- Born: 11 May 1594 Lisbon
- Died: 4 October 1666 (aged 72) Rotterdam
- Noble family: Curiel
- Father: Abraham Curiel
- Mother: Maria de Fonseca
- Occupation: merchant, diplomat

= David Curiel =

Portuguese Jewish merchant in Amsterdam

Don David Curiel (11 May 1594 – 4 October 1666), alias Lopo da Fonseca Ramires, was a Sephardi Jewish merchant.

== Early life and education ==
David Curiel was the son of Abraham Curiel and the brother of Jacob Curiel. He was sent to Heidelberg University in Heidelberg, Germany.

== Diplomatic career ==
In Amsterdam, David Curiel served as Agent to the Spanish Crown as well as being engaged in the import business of jewellery and gunpowder across Europe. He was a financier of the Spanish delegation at the Peace of Westphalia.

Curiel was perhaps the most prominent member of Amsterdam's Sephardi community and was a generous patron of Hebrew scholarship.

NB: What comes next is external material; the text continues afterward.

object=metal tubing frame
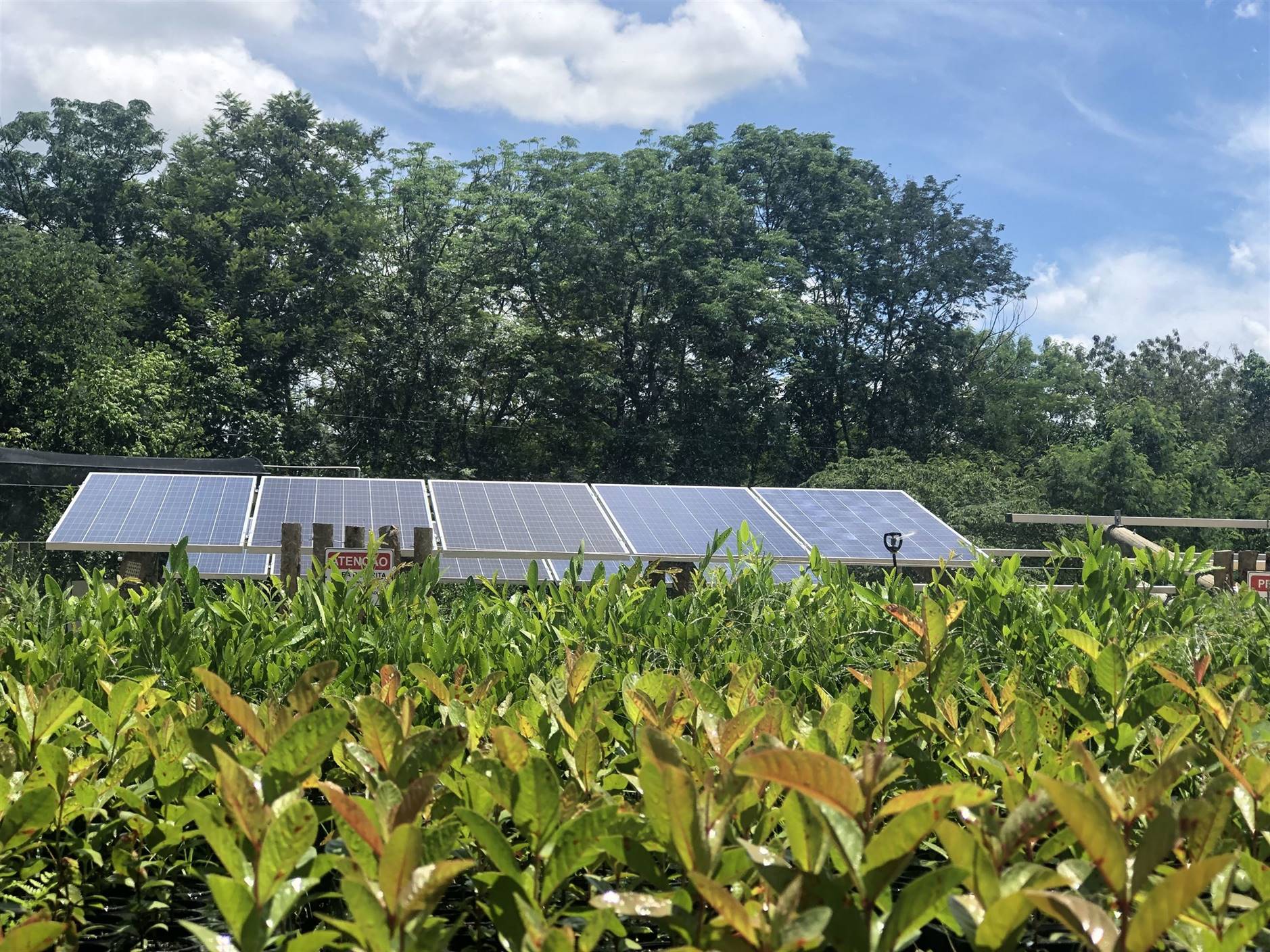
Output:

Whilst in Amsterdam, Curiel was attacked by a robber, recognising who he was, and 'seriously wounded him with a knife'. Curiel pursued his attacker, with the help of his neighbours. The man was 'arrested, tried, and executed', and Curiel received a letter of apology from the Stadholder of the Netherlands.

== Family ==
Curiel had two sons born in the Netherlands. Samuel in 1655 and Isaac in 1659. He insisted that his sons be circumcised in accordance with Jewish law and is even said to have refrained from attending the stock exchange on the Sabbath.

== Books ==

- In 1994, the British historian Jonathan Israel wrote a book charting the life of David Curiel, Lopo Ramirez (David Curiel) and the Attempt to Establish a Sephardi Community in Antwerp in 1653–1654.